Seorang perempuan dihargai karena banyak hal yang membuatnya hadir secara berarti dalam sebuah pentas bernama kehidupan. (Ketiadaan seorang anak tak lantas membuatnya menjadi tak berarti.)
Hal-hal kaya gini yang akhirnya bikin gue ga abis pikir, banyak perempuan yang rela mengorbankan apapun untuk laki-laki yang katanya dia cintai? Apa selain dari pada pengorbanan, perempuan ga layak untuk dihargai?

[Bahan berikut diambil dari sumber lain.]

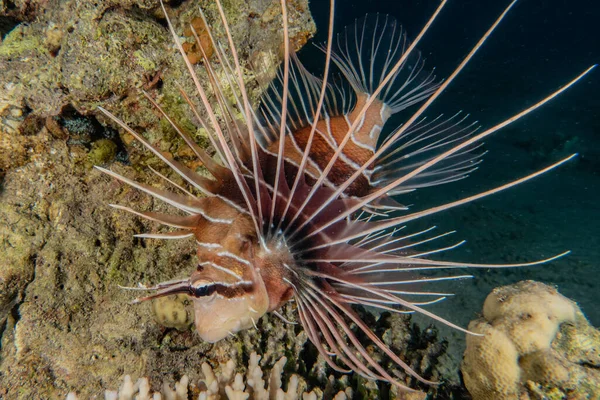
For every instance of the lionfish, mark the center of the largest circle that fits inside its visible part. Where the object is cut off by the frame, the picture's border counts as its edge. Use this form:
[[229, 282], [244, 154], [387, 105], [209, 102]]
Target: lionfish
[[301, 206]]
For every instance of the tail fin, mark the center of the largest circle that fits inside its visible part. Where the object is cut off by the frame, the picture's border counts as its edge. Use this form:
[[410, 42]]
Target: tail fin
[[365, 53]]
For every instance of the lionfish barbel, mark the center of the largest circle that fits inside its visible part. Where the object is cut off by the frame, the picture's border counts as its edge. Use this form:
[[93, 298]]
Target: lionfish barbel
[[300, 205]]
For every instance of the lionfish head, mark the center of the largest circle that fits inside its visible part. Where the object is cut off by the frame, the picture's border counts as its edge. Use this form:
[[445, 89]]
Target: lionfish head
[[301, 204]]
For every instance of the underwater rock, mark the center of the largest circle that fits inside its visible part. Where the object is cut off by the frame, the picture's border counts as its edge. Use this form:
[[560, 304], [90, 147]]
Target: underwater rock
[[536, 344], [64, 323]]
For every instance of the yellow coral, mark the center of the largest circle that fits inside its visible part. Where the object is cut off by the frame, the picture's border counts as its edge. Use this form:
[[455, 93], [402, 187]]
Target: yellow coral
[[519, 349]]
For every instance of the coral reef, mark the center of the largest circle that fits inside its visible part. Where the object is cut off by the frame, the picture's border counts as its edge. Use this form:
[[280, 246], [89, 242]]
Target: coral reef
[[225, 384], [535, 344]]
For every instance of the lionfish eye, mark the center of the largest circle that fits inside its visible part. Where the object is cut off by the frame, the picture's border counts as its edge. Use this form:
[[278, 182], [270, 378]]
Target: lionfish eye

Jangan menganggap nya pelacur hanya karna dia menjual kemaluannya dengan mengatasnamakan pernikahan untuk mendapatkan mas kawin atau uang belanja. Lalu jika dia tidak mampu memenuhi hasratmu, kamu buang dia seperti sampah.


Mungkin ga semua laki-laki sebejat itu dalam menilai perempuan. Mungkin masih banyak yang menghargai perempuan sebagaimana perempuan ingin dihargai.

"Perempuan jalang saja akan marah bila diteriaki jalang."
Jadi, bila pengorbanan tak juga mampu mempantaskan perempuan dimata laki-laki, harus sesempurna apalagi kaum ku ini?